Some of our favorite naturalists hail from England -- fine gardeners, wild-eyed birders, itinerant collectors, gleaners and foragers -- no hedgerow left unexplored. Richard Mabey is the latest generation of celebrity naturalists in England -- with his TV and radio series, and newspaper and magazine columns, he has inspired viewers and readers to get out, poke around and find food in unexpected places.

In "Weeds: In Defense of Nature's Most Unloved Plants" (Ecco, $25.99), Mabey takes on the true vagabonds of the plant world, the "botanical thugs," the world's least-loved plants (superweeds like kudzu, knotgrass, burdock and many others) that have revegetated battlefields, war zones and abandoned urban wastelands around the ungrateful world. Mabey prowls through the archives to find weeds as familiars, lurking in our "folk memory," locked in a symbiotic relationship with humans.

Like Michael Pollan in "The Botany of Desire," Mabey shows that it is not at all clear here who is in charge, who has the moral high ground and who will survive long after the last weed has been pulled from the last overtended suburban acre.
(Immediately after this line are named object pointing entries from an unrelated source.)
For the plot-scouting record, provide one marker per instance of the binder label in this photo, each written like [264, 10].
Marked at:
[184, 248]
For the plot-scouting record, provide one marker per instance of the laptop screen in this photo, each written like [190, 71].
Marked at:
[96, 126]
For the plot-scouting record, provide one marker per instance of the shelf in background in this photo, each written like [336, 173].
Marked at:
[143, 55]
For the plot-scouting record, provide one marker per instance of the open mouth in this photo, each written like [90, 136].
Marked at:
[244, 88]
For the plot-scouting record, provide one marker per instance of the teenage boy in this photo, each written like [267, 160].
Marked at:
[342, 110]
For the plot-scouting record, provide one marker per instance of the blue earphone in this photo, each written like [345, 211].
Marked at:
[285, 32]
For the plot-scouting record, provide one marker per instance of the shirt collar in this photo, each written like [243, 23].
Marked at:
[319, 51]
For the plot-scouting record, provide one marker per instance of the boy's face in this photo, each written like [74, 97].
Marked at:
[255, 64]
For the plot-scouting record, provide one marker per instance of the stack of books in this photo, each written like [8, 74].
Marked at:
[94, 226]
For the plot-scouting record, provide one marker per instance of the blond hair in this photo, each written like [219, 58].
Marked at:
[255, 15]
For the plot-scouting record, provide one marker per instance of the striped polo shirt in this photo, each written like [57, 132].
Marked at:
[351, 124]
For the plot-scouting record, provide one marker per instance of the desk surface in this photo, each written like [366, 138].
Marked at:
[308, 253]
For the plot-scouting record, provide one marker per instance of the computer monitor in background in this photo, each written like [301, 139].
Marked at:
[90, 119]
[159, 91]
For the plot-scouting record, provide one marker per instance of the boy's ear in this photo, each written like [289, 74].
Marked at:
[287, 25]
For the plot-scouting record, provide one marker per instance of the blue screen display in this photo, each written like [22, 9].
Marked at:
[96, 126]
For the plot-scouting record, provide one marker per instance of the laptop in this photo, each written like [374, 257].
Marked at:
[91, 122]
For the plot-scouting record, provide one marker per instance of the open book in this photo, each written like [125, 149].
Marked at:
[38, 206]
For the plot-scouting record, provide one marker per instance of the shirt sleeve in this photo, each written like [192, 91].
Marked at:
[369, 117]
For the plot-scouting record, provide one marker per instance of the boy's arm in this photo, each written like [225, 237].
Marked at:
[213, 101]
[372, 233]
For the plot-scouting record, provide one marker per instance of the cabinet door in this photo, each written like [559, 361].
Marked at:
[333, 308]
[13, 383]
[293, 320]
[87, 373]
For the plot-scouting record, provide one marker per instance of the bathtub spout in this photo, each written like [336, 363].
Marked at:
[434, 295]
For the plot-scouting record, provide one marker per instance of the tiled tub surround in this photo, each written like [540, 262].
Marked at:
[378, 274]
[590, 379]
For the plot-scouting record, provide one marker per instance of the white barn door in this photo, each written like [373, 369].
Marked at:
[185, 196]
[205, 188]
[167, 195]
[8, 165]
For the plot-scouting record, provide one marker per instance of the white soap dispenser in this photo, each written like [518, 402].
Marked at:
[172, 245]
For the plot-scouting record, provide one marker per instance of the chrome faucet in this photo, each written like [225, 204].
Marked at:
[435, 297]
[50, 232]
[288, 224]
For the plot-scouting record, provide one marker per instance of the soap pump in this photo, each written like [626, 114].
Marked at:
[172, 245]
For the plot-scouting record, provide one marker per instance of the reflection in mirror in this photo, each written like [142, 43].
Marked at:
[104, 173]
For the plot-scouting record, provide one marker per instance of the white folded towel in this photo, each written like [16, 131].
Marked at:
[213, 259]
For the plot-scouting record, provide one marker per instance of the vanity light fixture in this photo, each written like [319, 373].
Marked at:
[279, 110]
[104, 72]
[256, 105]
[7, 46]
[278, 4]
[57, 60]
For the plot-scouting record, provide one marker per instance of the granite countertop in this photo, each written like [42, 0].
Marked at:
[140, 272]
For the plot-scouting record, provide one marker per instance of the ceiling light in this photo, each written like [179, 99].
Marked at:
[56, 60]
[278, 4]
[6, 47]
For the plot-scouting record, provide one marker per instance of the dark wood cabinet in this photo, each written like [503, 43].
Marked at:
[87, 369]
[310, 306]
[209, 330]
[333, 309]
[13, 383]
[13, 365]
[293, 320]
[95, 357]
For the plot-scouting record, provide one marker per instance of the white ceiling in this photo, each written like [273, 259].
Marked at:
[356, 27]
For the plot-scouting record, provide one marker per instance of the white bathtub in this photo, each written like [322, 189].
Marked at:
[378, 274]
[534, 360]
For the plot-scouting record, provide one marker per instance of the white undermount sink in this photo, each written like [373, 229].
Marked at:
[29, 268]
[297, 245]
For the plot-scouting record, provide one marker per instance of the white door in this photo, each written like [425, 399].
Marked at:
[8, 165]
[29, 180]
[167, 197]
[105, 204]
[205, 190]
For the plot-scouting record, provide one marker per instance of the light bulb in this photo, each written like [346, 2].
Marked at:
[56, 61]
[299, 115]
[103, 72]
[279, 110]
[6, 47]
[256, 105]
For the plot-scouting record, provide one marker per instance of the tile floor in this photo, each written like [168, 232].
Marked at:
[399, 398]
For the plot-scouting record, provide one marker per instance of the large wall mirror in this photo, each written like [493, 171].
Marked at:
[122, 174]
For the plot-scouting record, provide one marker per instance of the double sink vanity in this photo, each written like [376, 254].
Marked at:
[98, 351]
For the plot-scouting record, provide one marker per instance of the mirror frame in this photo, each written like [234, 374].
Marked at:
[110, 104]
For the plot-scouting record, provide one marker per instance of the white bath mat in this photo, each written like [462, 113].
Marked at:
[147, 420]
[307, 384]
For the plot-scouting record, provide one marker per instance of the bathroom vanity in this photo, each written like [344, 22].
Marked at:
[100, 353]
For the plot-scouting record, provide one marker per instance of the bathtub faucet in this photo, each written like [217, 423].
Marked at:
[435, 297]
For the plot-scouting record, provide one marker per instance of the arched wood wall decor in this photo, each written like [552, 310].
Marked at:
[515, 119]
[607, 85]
Miroslav Penkov hit American shores in 2001 (he was 21) from his native Bulgaria, and he hasn't stopped writing (or winning prizes for his wild, homesick short stories) since. Comrades, girlfriends, bagpipe makers, Turks, Greeks, Slavs, grandparents, miners, ghosts and photos -- Penkov's teeming stories accomplish in phrases what lesser writers take chapters to convey -- the immigrant's disorientation, the homesickness for things like bread, the strange humor of the displaced family.

"East of the West: A Country in Stories" (Farrar, Straus and Giroux, $24) is a collection of triumphs; consider the father who teaches his daughter to play the bagpipes: " 'You are,' her father told her, 'a conqueror of songs.' And so they played together, days on end, long hours; they danced in circles around the lathe, with shadows of words on their faces, Kemal's chest ablaze, her fingers inflamed."


Sheila Heti wanted to write about her friend Misha Glouberman. The Canadian performance artists had collaborated on a few projects; not only did she find that he was a "force of reason in any situation," she felt the "world should have a book about everything he knows."

The result is "The Chairs Are Where the People Go: How to Live, Work, and Play in the City" (Faber and Faber, $13 paper), a glorious collection of essays, all in Glouberman's words, shaped by Heti. They are about living in the city, making friends in the city, compromising in the city and having fun just about anywhere.

There's something deeply hip and also endearing about Glouberman's observations. For example, it's OK not to make eye contact in the city, he believes, because a city is "a place where you can be alone in public, and where you have that right." Or, "it's a real shock to discover that making friends doesn't take care of itself in adulthood.It's useful to remember that friendship needs an activity associated with it," he says, or, if you are "an ambitious sort, you can try to create your own world around you, and maybe have a party at your house every two weeks."


"The Snow Whale" (Atticus Books, $14.95 paper) is a funny debut novel. John Minichillo uses our often cartoonish understanding of other cultures to examine the strange sparks that fly when seemingly different cultures (mall-trawling consumers, Spike Lee-wannabe ghetto boys, cubicle lifers in large corporations, Inuit whalers, Eskimo divorcees) inhabit the same neighborhood, whaling boat, igloo or, yes, mouth of a white whale. When John Jacobs overhears a co-worker receiving the results of a DNA test he requested, Jacobs decides to have one, too. The results come back: 37 percent Inuit. Suddenly, Jacobs is hungry for raw bacon. He starts buying tons of stuff at REI and planning a trip to Point Halcyon on the Chukchi Sea. "Please don't come," the tribal chief writes, but Jacobs is determined. He finds a cameraman to document his trip (Q, a street kid with a camera) and a tribal elder, Akmaaq (a belligerent detractor of the Endangered Species Act), who agrees to take Q and Jacobs in search of the Snow Whale. Reader, beware: Many serious issues are trampled here, but the result is wry, dry, pure hilarity all around.